Ciro takes Bruno to negotiate with the Latvians, telling them he has switched sides. He returns and counsels caution to Bruno's gang's wives, and asks for Vera's help. Ciro again takes Bruno to meet the Latvians, driving together in a car convoy with the Latvian in tow; the Latvians' cars explode. Ciro tells Bruno that he knew it was him who helped set up the Latvian raid. Bruno expresses his resentment of Ciro for everything he became that he did not. Ciro tells of his bitterness over Bruno causing the death of Stella, Bruno's girlfriend, but refuses to kill him, this being too easy. A Dobeshenko convoy arrives, with Vera as hostage. Vera was released, and Bruno walked into the woods. Dobeshenko says enemies should always be killed; Ciro shoots him, telling Dobeshenko's bodyguards there are now no bosses, with which they acquiesce.

Later, Ciro receives the severed head of Don Aniello Pastore, and a car arrives with Gennaro Savastano; he and Ciro walk toward each other.

===Flashbacks===
Throughout the film are flashbacks to Ciro's early life in Naples. Ciro had been rescued as a baby from the 1980 Naples earthquake in which his family had been killed. As a child he was sent to an orphanage, falling under the influence of Bruno, a small time criminal who controlled a street gang of child thieves, and collaborated with Neapolitan gangster and smuggler "Blackbird" ('"o Merlo"). Bruno, dissatisfied with his rewards from Blackbird, became enthusiastic when given a role in smuggling cigarettes. Due to his precocious talent, and affection for him, Bruno invited Ciro to watch his girlfriend, Stella sing at a club restaurant. Ciro became infatuated with her.
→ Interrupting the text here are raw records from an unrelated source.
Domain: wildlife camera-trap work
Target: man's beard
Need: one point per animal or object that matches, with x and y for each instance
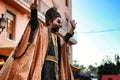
(56, 29)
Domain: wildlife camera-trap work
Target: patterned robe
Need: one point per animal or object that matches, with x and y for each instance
(30, 58)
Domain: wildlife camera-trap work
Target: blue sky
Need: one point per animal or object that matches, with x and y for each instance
(97, 31)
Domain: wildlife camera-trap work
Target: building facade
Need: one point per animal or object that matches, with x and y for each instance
(17, 15)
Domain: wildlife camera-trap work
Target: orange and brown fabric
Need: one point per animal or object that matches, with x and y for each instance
(30, 58)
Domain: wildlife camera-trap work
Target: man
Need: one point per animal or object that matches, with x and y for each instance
(37, 56)
(51, 68)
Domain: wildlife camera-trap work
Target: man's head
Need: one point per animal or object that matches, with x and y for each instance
(53, 19)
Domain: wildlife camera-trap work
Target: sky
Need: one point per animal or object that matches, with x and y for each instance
(97, 31)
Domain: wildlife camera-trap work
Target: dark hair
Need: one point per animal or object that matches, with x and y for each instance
(51, 14)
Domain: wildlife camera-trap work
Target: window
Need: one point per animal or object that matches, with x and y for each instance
(10, 25)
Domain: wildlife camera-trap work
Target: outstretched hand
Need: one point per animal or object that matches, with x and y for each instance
(73, 24)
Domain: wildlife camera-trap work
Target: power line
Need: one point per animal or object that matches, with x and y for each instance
(100, 31)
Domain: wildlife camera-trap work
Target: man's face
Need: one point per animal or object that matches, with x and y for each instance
(56, 24)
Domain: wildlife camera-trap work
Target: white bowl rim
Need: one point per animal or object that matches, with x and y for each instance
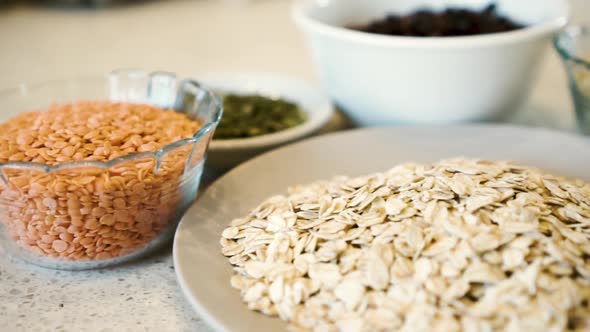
(299, 13)
(316, 117)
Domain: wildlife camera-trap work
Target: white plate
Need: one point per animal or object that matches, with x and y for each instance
(229, 152)
(203, 273)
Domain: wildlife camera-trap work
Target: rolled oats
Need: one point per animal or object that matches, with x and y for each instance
(461, 245)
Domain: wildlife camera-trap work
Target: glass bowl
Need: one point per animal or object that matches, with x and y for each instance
(88, 214)
(573, 45)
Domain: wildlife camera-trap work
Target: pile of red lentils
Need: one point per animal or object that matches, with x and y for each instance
(90, 212)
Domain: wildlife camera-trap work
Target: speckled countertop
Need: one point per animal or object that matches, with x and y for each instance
(142, 296)
(181, 36)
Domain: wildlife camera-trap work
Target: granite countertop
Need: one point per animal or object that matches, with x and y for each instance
(181, 36)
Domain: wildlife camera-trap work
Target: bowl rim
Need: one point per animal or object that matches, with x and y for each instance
(205, 129)
(301, 17)
(316, 117)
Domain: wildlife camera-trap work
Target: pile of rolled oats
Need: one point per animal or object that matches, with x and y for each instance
(462, 245)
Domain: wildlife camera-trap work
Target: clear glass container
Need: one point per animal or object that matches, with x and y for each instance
(573, 45)
(88, 214)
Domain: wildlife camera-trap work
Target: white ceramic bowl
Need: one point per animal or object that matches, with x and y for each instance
(224, 154)
(380, 79)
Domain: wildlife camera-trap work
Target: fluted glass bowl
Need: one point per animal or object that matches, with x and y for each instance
(89, 214)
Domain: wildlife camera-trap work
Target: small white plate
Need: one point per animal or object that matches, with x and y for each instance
(204, 274)
(227, 153)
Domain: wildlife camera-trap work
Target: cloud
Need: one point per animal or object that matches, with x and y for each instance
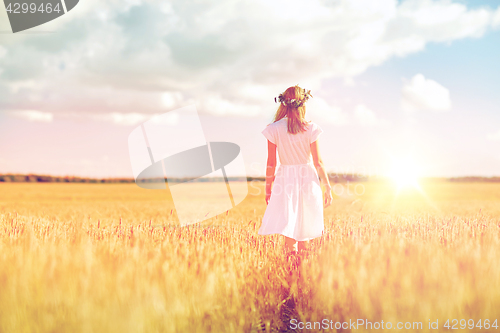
(367, 117)
(123, 57)
(495, 136)
(424, 94)
(319, 108)
(33, 115)
(134, 118)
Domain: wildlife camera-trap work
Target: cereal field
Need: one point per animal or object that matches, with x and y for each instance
(110, 258)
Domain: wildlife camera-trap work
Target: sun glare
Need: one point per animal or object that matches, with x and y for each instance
(405, 173)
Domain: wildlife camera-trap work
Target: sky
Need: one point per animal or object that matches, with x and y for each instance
(391, 81)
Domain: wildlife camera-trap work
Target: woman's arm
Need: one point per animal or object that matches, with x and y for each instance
(320, 167)
(271, 168)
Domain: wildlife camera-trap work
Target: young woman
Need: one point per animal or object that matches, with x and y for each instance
(295, 203)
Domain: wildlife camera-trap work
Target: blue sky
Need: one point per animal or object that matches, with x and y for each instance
(390, 79)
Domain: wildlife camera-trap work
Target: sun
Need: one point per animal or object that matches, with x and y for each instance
(405, 172)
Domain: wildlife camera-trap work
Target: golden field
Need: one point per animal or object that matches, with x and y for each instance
(110, 258)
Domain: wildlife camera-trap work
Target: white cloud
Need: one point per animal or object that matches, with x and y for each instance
(495, 136)
(33, 115)
(424, 94)
(496, 19)
(230, 57)
(3, 51)
(367, 117)
(133, 118)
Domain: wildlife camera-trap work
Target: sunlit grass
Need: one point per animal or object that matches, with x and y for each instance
(110, 258)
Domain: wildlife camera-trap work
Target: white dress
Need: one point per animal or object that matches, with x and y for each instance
(295, 208)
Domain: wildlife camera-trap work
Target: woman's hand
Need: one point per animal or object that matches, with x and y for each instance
(268, 196)
(328, 196)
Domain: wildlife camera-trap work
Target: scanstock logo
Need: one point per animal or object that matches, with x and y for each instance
(26, 14)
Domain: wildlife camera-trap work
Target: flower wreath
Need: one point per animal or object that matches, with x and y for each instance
(293, 102)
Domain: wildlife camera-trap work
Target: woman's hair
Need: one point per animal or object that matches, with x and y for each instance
(292, 105)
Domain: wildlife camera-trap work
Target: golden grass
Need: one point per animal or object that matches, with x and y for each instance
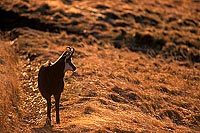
(9, 90)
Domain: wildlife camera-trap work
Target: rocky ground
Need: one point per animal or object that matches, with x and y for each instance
(138, 63)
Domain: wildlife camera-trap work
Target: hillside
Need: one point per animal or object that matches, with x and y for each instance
(138, 64)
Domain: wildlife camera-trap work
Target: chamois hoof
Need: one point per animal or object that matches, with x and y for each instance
(58, 121)
(48, 122)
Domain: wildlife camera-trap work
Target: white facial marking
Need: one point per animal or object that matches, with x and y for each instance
(67, 67)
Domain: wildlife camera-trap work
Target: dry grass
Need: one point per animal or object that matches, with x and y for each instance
(9, 90)
(138, 67)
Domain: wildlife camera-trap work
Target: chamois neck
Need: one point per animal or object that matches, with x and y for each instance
(59, 66)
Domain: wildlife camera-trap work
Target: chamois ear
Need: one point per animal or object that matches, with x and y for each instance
(72, 51)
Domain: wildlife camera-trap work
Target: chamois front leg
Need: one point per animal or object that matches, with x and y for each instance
(57, 99)
(48, 120)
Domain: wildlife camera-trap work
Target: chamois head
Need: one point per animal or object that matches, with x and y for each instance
(67, 55)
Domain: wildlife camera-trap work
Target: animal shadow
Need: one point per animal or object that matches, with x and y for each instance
(45, 129)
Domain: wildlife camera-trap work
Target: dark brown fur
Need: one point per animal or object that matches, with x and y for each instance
(50, 82)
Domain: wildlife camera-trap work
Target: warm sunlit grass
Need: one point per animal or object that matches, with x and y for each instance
(9, 92)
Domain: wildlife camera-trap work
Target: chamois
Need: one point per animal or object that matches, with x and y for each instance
(51, 82)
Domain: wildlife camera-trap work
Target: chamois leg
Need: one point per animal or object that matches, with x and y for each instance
(57, 99)
(48, 121)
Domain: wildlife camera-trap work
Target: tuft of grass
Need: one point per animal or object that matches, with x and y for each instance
(9, 90)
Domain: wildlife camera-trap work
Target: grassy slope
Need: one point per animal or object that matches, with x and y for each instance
(114, 90)
(10, 113)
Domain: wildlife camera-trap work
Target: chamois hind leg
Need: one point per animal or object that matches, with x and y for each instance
(57, 99)
(48, 120)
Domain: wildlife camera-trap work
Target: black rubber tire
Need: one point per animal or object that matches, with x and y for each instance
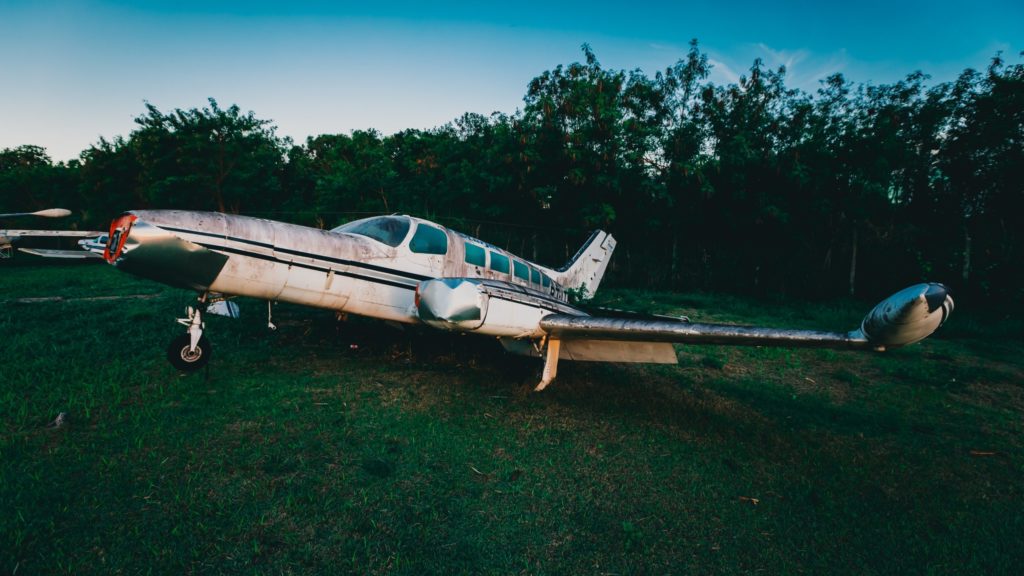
(179, 357)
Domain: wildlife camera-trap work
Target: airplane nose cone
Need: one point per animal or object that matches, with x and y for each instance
(143, 249)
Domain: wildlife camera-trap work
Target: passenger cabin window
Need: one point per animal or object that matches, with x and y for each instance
(475, 255)
(387, 230)
(499, 262)
(428, 240)
(521, 271)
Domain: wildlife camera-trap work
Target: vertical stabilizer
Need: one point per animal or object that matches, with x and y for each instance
(587, 268)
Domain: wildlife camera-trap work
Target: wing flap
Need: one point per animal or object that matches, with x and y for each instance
(623, 329)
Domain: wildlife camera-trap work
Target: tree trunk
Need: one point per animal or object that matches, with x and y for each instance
(853, 262)
(674, 280)
(966, 273)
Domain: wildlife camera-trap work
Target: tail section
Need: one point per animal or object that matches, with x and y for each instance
(587, 268)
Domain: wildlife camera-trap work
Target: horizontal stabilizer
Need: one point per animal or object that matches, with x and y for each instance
(70, 254)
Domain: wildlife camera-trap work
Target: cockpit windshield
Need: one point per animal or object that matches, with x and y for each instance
(388, 230)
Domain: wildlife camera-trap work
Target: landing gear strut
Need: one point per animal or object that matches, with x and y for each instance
(190, 351)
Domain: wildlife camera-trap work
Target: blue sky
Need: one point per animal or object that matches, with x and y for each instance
(74, 72)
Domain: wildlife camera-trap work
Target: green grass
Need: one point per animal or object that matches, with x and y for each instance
(420, 453)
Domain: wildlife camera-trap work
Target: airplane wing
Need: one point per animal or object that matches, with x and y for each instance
(904, 318)
(70, 254)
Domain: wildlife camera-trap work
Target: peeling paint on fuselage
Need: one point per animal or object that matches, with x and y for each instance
(331, 270)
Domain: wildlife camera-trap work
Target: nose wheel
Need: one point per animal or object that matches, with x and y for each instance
(190, 351)
(185, 357)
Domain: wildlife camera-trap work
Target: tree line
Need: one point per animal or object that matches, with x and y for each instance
(750, 187)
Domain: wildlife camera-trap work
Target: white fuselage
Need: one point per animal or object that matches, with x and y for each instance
(350, 272)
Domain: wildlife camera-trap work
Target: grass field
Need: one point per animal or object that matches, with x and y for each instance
(414, 452)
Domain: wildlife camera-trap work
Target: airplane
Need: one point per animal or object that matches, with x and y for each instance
(409, 270)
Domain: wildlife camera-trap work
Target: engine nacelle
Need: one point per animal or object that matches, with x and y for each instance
(485, 306)
(908, 316)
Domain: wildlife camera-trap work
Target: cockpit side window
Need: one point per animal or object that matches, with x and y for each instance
(428, 240)
(387, 230)
(475, 255)
(499, 262)
(521, 271)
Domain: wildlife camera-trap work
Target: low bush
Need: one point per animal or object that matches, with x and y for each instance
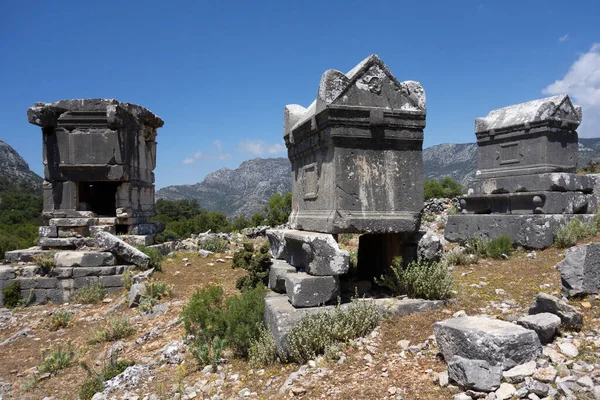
(418, 279)
(569, 233)
(155, 257)
(214, 244)
(90, 294)
(217, 322)
(314, 335)
(11, 294)
(56, 358)
(499, 246)
(114, 329)
(257, 263)
(58, 320)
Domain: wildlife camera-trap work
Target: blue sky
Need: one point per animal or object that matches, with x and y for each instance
(220, 73)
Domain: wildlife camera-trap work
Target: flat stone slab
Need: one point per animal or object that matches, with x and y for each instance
(316, 253)
(277, 273)
(121, 249)
(281, 316)
(83, 259)
(481, 338)
(530, 231)
(580, 270)
(544, 324)
(305, 290)
(569, 316)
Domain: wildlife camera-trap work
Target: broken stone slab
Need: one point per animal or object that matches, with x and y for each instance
(558, 182)
(277, 273)
(580, 270)
(316, 253)
(481, 338)
(569, 316)
(530, 231)
(122, 250)
(281, 316)
(544, 324)
(305, 290)
(477, 375)
(83, 259)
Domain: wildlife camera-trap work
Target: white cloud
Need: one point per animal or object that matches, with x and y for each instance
(582, 83)
(260, 147)
(213, 155)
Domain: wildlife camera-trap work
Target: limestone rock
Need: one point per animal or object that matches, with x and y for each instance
(317, 253)
(580, 270)
(121, 249)
(569, 316)
(474, 374)
(481, 338)
(544, 324)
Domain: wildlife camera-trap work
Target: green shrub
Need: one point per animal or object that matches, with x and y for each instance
(313, 335)
(569, 233)
(90, 294)
(256, 263)
(114, 329)
(217, 322)
(262, 350)
(446, 188)
(56, 358)
(214, 244)
(11, 294)
(498, 246)
(58, 320)
(155, 257)
(419, 279)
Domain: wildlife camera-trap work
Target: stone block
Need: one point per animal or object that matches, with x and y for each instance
(48, 231)
(544, 324)
(7, 273)
(38, 283)
(580, 270)
(111, 281)
(102, 228)
(79, 272)
(316, 253)
(530, 231)
(569, 316)
(122, 250)
(277, 273)
(71, 222)
(305, 290)
(480, 338)
(476, 375)
(84, 259)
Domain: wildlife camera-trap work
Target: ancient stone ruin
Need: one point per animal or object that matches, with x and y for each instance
(98, 160)
(357, 167)
(526, 184)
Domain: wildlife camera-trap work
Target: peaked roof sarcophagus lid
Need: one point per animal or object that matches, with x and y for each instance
(356, 153)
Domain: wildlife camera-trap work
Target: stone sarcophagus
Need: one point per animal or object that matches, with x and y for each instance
(99, 156)
(525, 185)
(356, 153)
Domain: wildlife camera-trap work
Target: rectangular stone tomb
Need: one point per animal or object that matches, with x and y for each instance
(356, 153)
(529, 138)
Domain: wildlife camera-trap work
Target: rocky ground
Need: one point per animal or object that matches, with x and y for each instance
(399, 360)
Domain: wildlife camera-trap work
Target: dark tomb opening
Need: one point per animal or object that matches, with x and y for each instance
(98, 197)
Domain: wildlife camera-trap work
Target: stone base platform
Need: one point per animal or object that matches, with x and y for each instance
(530, 231)
(281, 316)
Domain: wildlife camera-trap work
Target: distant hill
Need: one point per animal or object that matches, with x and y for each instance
(245, 190)
(15, 174)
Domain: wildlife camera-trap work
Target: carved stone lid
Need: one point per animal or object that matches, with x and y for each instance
(370, 84)
(557, 109)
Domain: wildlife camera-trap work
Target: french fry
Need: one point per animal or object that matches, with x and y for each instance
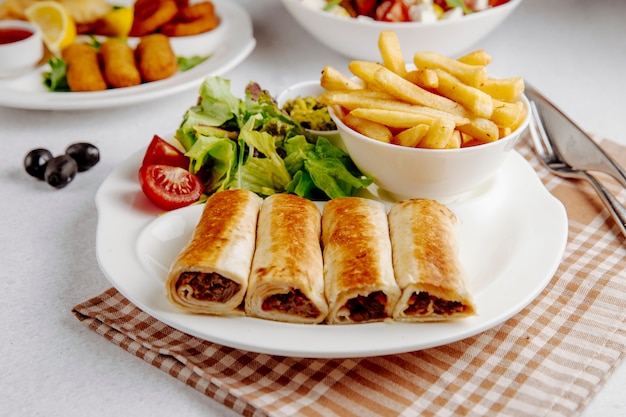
(332, 79)
(507, 89)
(477, 57)
(410, 137)
(473, 75)
(473, 99)
(438, 134)
(482, 129)
(443, 103)
(455, 140)
(424, 77)
(351, 100)
(411, 93)
(506, 114)
(365, 70)
(394, 118)
(368, 128)
(391, 52)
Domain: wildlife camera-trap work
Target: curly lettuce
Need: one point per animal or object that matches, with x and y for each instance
(252, 144)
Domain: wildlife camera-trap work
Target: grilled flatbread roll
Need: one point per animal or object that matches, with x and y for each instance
(424, 238)
(358, 271)
(210, 275)
(287, 277)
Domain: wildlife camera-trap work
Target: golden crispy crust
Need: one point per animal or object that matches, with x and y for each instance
(287, 278)
(118, 62)
(83, 68)
(155, 58)
(150, 15)
(221, 250)
(357, 261)
(424, 238)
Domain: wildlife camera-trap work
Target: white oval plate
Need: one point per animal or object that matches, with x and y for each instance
(228, 44)
(513, 237)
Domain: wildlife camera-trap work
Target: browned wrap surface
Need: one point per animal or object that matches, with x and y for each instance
(287, 278)
(210, 275)
(358, 271)
(424, 238)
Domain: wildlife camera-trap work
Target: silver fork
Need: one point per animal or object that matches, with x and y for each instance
(557, 166)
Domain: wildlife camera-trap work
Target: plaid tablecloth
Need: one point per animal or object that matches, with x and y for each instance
(548, 360)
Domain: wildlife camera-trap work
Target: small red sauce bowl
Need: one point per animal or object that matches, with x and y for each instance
(21, 47)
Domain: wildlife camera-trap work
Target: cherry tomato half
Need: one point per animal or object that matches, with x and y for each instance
(392, 11)
(161, 152)
(169, 187)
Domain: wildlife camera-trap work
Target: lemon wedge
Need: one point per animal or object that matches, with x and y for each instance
(57, 26)
(116, 23)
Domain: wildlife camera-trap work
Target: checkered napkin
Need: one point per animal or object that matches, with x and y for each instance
(548, 360)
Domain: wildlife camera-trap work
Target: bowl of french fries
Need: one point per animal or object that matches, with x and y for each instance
(355, 37)
(435, 128)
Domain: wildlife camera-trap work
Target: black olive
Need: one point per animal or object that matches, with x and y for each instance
(35, 162)
(85, 154)
(60, 171)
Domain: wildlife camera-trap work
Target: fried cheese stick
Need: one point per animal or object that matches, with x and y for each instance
(118, 62)
(155, 57)
(83, 68)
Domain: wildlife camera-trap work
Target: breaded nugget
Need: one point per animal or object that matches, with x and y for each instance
(193, 27)
(155, 57)
(196, 10)
(118, 63)
(83, 68)
(150, 15)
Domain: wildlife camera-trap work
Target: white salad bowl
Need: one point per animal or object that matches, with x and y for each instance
(357, 38)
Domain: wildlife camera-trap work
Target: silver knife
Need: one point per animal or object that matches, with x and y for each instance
(571, 143)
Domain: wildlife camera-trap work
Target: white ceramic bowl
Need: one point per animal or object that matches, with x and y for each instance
(358, 38)
(308, 89)
(23, 55)
(441, 174)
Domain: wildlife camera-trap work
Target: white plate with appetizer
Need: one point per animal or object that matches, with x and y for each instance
(226, 46)
(512, 238)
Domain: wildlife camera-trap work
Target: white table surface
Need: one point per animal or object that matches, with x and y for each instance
(573, 50)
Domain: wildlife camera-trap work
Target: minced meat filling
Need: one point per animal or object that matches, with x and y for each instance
(424, 303)
(293, 302)
(367, 308)
(209, 286)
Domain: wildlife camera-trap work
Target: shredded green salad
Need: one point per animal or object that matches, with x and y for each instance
(252, 144)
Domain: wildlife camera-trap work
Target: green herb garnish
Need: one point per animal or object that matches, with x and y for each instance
(254, 145)
(55, 79)
(186, 63)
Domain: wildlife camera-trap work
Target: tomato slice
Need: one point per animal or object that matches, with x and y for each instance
(366, 7)
(169, 187)
(161, 152)
(392, 11)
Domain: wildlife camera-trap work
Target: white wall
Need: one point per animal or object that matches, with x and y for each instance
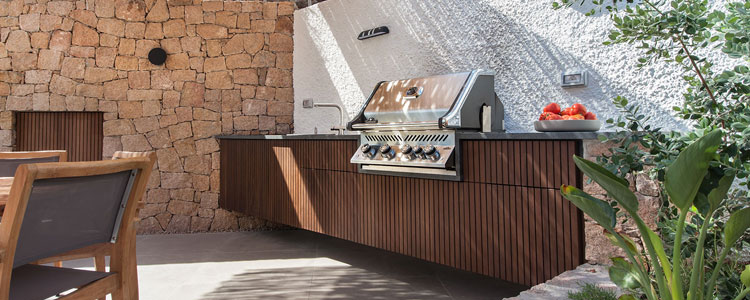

During a smuggling operation for Blackbird, Bruno's speedboats were chased by police, with Ciro and Bruno in one of the boats. Ciro sacrificed himself and saved the run by jumping into the water, the pursuers stopping to save him. Blackbird expressed his appreciation of Ciro, and his displeasure of Bruno who endangered his operation. On a later smuggling run, Bruno unloaded contraband for his own use in retaliation to Blackbird's slights. Realizing his mistake and a need to apologize, he sent Ciro to invite Blackbird to a meeting, at which Blackbird was ambushed, but he escapes. Later, in retaliation for the ambush, Stella was gunned down as she left a club, in front of Ciro.

Returning to Secondigliano, Ciro was met by Attilio, who invited him to meet Don Pietro Savastano.

==Cast==
- Marco D'Amore as Ciro Di Marzio
- Salvatore D'Onofrio as Bruno
- Giuseppe Aiello as young Ciro Di Marzio
- Giovanni Vastarella as young Bruno
- Marianna Robustelli as Vera
- Martina Attanasio as Stella
- Gennaro Di Colandrea as Virgilio
- Nello Mascia as Don Aniello Pastore
- Aleksey Guskov as Yuri Dobeshenko
- Salvatore Esposito as Gennaro "Genny" Savastano

==Production==
===Development===
Throughout the filming of Gomorrah, while working on his character Ciro Di Marzio, Marco D'Amore repeatedly thought about writing a story about the childhood of Ciro. After writing enough material, he thought that there could be a screenplay for a cross-media project between cinema and TV.

===Filming===
Filming started on 5 May 2019. Filming began in Rome on 17 May, continuing in Naples, mainly in the northern area of Naples, reconstructing a Naples set in the 1980s and Riga, Latvia. Filming then ended on 13 July 2019.

==Reception==
In the opening weekend, The Immortal was the most watched film in Italy, with box office receipts of €2,816,155; the film grossed a total of €6 million.

The film received a positive review from Rosa Maiuccaro of Wired, who stated that "L'immortale is not recycled Gomorrah, but an important new chapter in the saga".